GPU resources On Kubernetes or OpenShift, you must configure GPU node drivers or device plugins such as NVIDIA so that pods requesting nvidia.com/gpu: 1 schedule properly.

On Docker, use the runtime=nvidia setting or an environment variable to link GPU libraries.

Production best practices Monitor ephemeral storage usage because large data staging or logs can fill ephemeral volumes.

Monitor container logs for OOM killer events, which indicate insufficient memory limits.

Typical container management and scaling use cases

See the following common use cased for container management and scaling:

Use case Desription
Multiple DEV containers Each data scientist spawns a personal DEV container with Jupyter. They eventually merge and store code in Git.
1 PROD container in Docker Single-host environment with moderate concurrency.

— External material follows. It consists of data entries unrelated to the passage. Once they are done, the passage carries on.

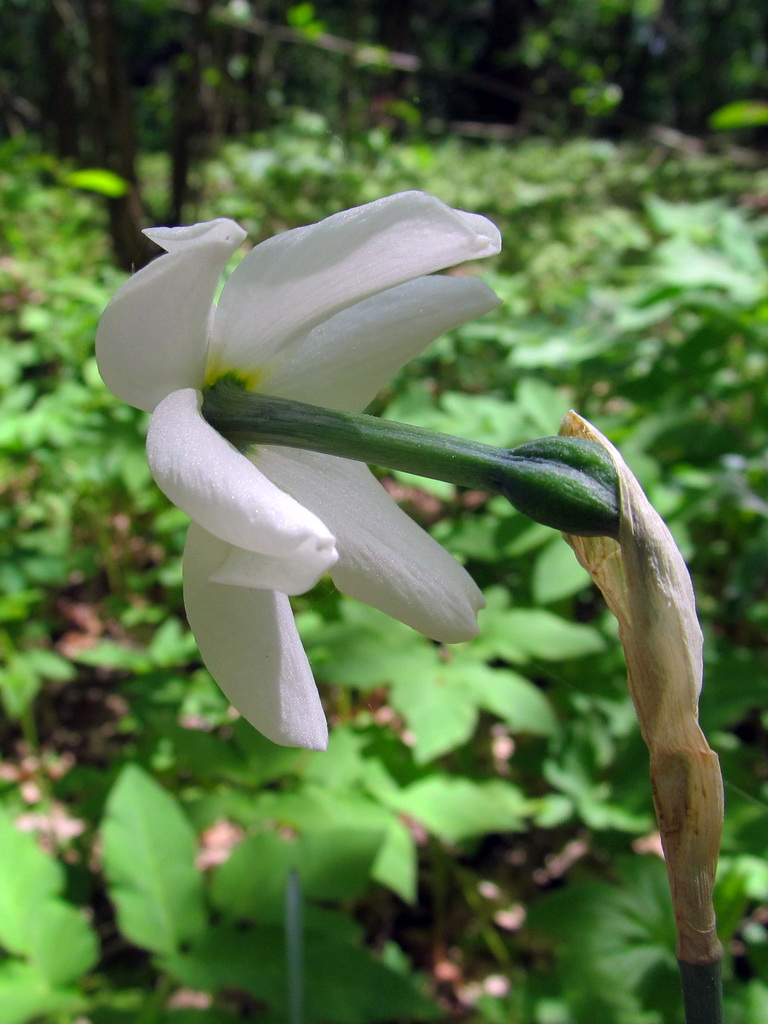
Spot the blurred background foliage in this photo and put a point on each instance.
(478, 843)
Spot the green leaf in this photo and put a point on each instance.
(344, 982)
(333, 863)
(26, 994)
(457, 808)
(743, 114)
(29, 880)
(520, 634)
(440, 706)
(605, 932)
(98, 179)
(62, 945)
(557, 573)
(148, 856)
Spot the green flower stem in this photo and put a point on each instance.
(568, 483)
(702, 995)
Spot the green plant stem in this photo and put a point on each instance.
(702, 992)
(568, 483)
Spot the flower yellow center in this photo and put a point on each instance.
(249, 380)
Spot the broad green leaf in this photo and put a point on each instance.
(29, 880)
(623, 931)
(62, 945)
(148, 856)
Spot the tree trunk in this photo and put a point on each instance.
(113, 132)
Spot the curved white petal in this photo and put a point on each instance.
(222, 491)
(153, 337)
(291, 283)
(385, 559)
(295, 573)
(250, 645)
(345, 361)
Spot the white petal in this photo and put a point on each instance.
(345, 361)
(249, 642)
(291, 283)
(292, 574)
(385, 559)
(222, 491)
(153, 337)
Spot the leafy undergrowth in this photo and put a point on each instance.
(478, 842)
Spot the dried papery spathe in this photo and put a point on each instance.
(646, 585)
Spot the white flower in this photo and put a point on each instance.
(325, 314)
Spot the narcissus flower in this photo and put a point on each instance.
(326, 314)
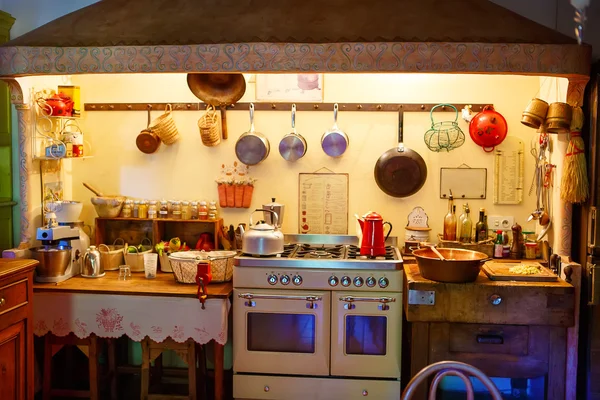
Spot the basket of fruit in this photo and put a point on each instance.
(134, 255)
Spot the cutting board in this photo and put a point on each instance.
(499, 271)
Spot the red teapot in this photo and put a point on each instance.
(373, 241)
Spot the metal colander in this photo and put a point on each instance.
(445, 135)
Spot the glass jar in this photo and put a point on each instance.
(176, 210)
(136, 209)
(163, 211)
(185, 210)
(213, 213)
(143, 213)
(127, 209)
(203, 211)
(152, 210)
(194, 210)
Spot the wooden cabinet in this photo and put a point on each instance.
(134, 230)
(16, 329)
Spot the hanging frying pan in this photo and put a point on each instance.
(400, 172)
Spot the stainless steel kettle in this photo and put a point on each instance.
(278, 209)
(92, 267)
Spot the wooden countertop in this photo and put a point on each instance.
(9, 266)
(163, 285)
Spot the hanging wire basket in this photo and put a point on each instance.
(445, 135)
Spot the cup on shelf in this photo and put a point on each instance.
(150, 262)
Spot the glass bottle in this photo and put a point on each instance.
(136, 209)
(163, 211)
(498, 245)
(176, 210)
(213, 213)
(481, 227)
(152, 210)
(143, 211)
(450, 221)
(466, 225)
(194, 210)
(203, 211)
(126, 211)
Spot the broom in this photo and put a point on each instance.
(574, 185)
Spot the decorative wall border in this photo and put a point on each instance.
(417, 57)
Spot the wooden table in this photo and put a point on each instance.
(86, 309)
(505, 328)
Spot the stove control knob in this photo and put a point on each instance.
(297, 280)
(383, 283)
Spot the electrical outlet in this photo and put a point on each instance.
(504, 223)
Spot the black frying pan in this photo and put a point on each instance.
(400, 172)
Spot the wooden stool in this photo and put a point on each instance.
(187, 351)
(53, 344)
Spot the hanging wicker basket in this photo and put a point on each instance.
(164, 127)
(209, 127)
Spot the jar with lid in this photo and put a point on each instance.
(127, 209)
(136, 209)
(143, 212)
(203, 211)
(176, 210)
(213, 213)
(163, 211)
(152, 210)
(194, 210)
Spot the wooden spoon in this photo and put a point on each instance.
(93, 190)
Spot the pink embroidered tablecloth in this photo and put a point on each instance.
(112, 315)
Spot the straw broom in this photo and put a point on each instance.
(574, 185)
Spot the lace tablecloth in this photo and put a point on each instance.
(112, 315)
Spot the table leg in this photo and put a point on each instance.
(219, 365)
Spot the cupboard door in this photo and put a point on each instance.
(12, 362)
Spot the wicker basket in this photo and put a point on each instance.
(136, 260)
(164, 127)
(209, 128)
(111, 256)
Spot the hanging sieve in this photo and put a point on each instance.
(444, 135)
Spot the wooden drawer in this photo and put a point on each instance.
(13, 295)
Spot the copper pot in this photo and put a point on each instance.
(459, 266)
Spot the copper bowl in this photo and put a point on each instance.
(460, 265)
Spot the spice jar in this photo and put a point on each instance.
(176, 210)
(203, 211)
(163, 211)
(127, 209)
(213, 213)
(152, 210)
(143, 212)
(194, 210)
(185, 210)
(136, 209)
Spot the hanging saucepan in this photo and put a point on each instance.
(335, 141)
(252, 147)
(218, 90)
(293, 146)
(488, 128)
(400, 172)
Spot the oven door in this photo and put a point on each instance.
(366, 334)
(281, 331)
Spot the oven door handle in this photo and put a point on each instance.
(383, 306)
(310, 299)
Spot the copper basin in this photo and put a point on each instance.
(460, 265)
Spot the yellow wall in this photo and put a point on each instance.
(188, 170)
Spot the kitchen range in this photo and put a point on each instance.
(318, 321)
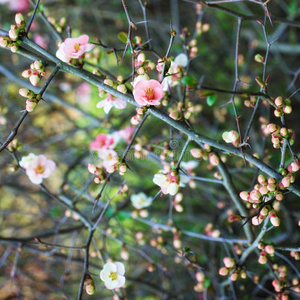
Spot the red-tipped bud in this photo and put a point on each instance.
(35, 78)
(20, 21)
(245, 196)
(229, 262)
(274, 218)
(5, 41)
(26, 73)
(31, 104)
(14, 32)
(213, 159)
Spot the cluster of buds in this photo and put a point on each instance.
(230, 267)
(210, 231)
(183, 110)
(98, 172)
(279, 134)
(295, 255)
(14, 145)
(59, 26)
(231, 137)
(200, 286)
(89, 285)
(266, 250)
(283, 106)
(32, 98)
(35, 73)
(142, 65)
(12, 41)
(135, 120)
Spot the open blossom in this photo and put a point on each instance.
(37, 167)
(74, 48)
(102, 141)
(148, 92)
(141, 200)
(113, 275)
(169, 182)
(111, 101)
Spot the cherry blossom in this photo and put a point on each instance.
(102, 141)
(74, 48)
(110, 102)
(169, 182)
(37, 167)
(141, 200)
(113, 275)
(148, 92)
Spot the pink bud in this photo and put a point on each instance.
(5, 41)
(245, 196)
(293, 167)
(31, 104)
(14, 32)
(197, 153)
(35, 78)
(229, 262)
(27, 73)
(213, 159)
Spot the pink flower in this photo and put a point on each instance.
(74, 48)
(41, 40)
(102, 141)
(148, 92)
(37, 167)
(111, 101)
(83, 93)
(169, 182)
(126, 133)
(16, 5)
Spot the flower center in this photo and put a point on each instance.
(113, 276)
(39, 169)
(149, 93)
(77, 47)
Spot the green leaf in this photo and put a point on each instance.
(123, 37)
(189, 80)
(211, 99)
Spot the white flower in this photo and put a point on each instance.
(141, 200)
(111, 102)
(37, 167)
(169, 182)
(26, 160)
(113, 275)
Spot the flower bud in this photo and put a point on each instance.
(14, 32)
(35, 78)
(213, 159)
(197, 153)
(258, 58)
(31, 104)
(20, 21)
(122, 88)
(229, 262)
(5, 41)
(26, 73)
(26, 93)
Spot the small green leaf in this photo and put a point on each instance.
(211, 99)
(189, 80)
(123, 37)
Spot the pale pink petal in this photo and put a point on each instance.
(120, 268)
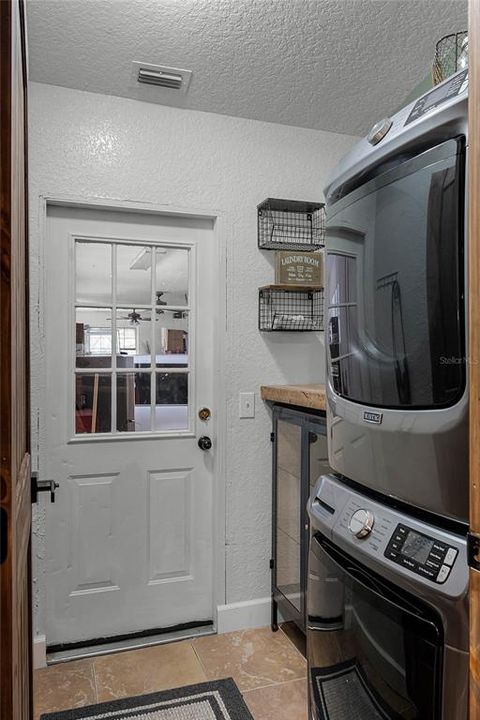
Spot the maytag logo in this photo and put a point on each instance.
(372, 417)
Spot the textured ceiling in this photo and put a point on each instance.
(334, 65)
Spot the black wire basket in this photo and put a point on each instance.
(451, 55)
(291, 225)
(290, 309)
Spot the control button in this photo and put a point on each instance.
(444, 573)
(450, 556)
(421, 570)
(361, 523)
(379, 131)
(391, 554)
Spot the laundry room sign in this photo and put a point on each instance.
(294, 268)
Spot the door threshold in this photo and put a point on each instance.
(131, 643)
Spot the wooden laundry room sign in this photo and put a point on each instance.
(297, 268)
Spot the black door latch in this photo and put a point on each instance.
(43, 486)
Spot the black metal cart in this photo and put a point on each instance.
(299, 457)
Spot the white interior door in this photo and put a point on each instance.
(129, 323)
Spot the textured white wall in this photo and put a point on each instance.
(87, 145)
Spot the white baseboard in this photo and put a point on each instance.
(39, 652)
(244, 615)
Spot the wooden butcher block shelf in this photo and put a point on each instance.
(308, 396)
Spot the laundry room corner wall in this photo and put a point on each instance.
(84, 146)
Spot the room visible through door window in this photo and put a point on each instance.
(139, 295)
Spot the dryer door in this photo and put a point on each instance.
(374, 652)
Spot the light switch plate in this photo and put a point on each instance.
(247, 405)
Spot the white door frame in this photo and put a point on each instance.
(38, 314)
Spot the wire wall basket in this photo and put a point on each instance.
(291, 225)
(451, 55)
(283, 308)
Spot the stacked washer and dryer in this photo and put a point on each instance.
(388, 576)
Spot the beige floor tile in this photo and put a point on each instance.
(148, 670)
(295, 636)
(287, 701)
(64, 686)
(254, 658)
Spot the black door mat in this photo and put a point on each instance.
(342, 692)
(217, 700)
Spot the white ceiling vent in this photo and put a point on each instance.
(162, 76)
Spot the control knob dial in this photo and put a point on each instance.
(361, 523)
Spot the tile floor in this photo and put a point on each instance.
(268, 668)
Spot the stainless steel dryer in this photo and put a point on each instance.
(395, 296)
(387, 631)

The Splunk platform calls 1 container to handle model training and inference sequentially.
Kubernetes high-performance computing (HPC) Large-scale HPC environment with multiple GPU nodes. Kubernetes auto-scales pods so concurrent machine learning tasks each get their own container.
OpenShift Enterprise Container Platform Large-scale HPC environment integrated with the Red Hat security or operator frameworks.

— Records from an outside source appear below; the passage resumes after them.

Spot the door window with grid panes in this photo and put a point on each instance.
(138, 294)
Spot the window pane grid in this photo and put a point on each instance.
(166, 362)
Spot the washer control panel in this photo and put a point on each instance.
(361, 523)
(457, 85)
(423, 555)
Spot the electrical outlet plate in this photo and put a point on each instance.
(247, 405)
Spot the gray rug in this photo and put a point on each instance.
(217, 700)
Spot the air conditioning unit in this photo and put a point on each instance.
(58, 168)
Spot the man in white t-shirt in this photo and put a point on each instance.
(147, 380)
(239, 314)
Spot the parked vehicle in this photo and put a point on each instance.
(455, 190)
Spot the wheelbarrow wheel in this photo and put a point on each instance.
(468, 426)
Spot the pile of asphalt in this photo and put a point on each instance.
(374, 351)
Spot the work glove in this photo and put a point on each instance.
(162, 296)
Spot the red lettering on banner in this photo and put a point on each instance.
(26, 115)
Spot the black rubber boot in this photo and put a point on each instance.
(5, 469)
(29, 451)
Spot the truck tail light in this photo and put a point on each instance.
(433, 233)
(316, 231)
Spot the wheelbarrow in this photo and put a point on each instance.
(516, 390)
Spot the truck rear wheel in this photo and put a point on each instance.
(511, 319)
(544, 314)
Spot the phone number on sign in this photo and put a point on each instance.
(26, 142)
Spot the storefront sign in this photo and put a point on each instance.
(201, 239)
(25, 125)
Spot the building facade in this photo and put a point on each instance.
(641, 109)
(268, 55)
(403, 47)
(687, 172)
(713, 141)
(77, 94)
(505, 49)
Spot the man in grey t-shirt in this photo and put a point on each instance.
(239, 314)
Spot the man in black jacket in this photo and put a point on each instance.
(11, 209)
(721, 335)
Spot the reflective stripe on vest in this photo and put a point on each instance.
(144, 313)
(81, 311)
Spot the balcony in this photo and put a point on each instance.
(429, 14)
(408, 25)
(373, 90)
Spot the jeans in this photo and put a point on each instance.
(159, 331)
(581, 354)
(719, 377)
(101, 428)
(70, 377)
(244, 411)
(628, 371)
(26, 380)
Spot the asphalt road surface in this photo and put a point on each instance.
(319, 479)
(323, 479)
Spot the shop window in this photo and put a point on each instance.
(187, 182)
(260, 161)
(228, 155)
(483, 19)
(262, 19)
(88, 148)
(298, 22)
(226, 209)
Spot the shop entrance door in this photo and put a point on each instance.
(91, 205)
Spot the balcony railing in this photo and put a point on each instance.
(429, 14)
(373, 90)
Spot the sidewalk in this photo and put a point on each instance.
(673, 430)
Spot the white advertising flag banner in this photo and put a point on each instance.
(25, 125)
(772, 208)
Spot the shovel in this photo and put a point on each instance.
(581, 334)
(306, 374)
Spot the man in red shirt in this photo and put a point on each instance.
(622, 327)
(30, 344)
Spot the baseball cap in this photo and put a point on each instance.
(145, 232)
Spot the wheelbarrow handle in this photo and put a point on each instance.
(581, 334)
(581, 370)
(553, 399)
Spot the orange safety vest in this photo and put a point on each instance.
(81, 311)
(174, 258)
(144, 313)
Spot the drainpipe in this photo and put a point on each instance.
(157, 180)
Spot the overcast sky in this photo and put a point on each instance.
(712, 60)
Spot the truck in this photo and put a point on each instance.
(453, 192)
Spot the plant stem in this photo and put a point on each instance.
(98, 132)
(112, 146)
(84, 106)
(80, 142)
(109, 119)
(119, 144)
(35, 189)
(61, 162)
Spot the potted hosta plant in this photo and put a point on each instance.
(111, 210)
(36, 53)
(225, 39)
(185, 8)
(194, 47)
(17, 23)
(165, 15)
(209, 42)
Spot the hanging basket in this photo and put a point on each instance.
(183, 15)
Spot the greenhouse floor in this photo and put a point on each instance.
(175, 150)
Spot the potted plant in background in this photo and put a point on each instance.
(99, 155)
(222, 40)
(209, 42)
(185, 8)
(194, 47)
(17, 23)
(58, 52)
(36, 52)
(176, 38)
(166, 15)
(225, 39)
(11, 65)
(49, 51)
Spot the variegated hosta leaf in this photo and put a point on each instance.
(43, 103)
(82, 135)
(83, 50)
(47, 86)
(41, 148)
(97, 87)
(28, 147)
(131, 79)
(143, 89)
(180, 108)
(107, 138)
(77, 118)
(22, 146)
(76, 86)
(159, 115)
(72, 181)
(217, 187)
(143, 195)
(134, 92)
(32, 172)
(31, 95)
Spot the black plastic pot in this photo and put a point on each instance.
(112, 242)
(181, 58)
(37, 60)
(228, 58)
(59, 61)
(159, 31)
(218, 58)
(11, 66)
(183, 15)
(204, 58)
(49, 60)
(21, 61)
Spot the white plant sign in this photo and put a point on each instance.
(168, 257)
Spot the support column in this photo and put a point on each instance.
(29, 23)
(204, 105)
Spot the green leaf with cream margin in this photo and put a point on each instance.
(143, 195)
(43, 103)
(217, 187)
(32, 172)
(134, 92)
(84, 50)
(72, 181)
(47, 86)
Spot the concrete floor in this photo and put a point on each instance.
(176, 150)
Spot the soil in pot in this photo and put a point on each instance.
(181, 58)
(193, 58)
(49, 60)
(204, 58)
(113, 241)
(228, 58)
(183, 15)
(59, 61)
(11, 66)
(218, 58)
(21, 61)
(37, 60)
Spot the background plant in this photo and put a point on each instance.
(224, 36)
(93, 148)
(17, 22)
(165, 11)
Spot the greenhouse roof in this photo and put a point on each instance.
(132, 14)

Troubleshooting container management and scaling

See the following issues you might experience and how to resolve them:

Problem Solution
Container fails to start 1. Check _internal logs for mltk-container messages about Docker or Kubernetes API errors or timeouts.

2. Ensure the Docker REST socket or Kubernetes API server is reachable.

Development (DEV) container times out If DEV containers auto-stop, adjust the idle timeout or manually keep them active in the DSDL app.
Resource exhaustion If logs indicate Out of Memory (OOM) kills, or CPU throttling, raise the memory or CPU requests in Kubernetes, or refine Docker resource constraints.
GPU not recognized Confirm that you have the correct GPU drivers, device plugins, or runtime=nvidia if using Docker.

Check container logs or the _internal index for GPU scheduling errors.

Example: Kubernetes multi-pod setup

The following steps are for an example multi-pod setup in Kubernetes:

  1. Configure DSDL. In DSDL go to Setup, then select Connect to your Kubernetes cluster.
  2. Define a deployment. DSDL automatically creates a deployment for DEV or PROD containers. You can edit the resource specs or add a Horizontal Pod Autoscaler (HPA) as follows: 
    apiVersion: autoscaling/v2
kind: HorizontalPodAutoscaler
metadata:
  name: dsdl-hpa
spec:
  scaleTargetRef:
    apiVersion: apps/v1
    kind: Deployment
    name: dsdl-dev
  minReplicas: 1
  maxReplicas: 5
  metrics:
    - type: Resource
      resource:
        name: cpu
        target:
          type: Utilization
          averageUtilization: 70
  3. Use DSDL. The Splunk platform calls the fit or apply commands, and DSDL spawns pods. If CPU usage is high, Horizontal Pod Autoscaler (HPA) scales up.
  4. Observe container states. In the Kubernetes dashboard or on the DSDL Containers page, you can see how many pods are active.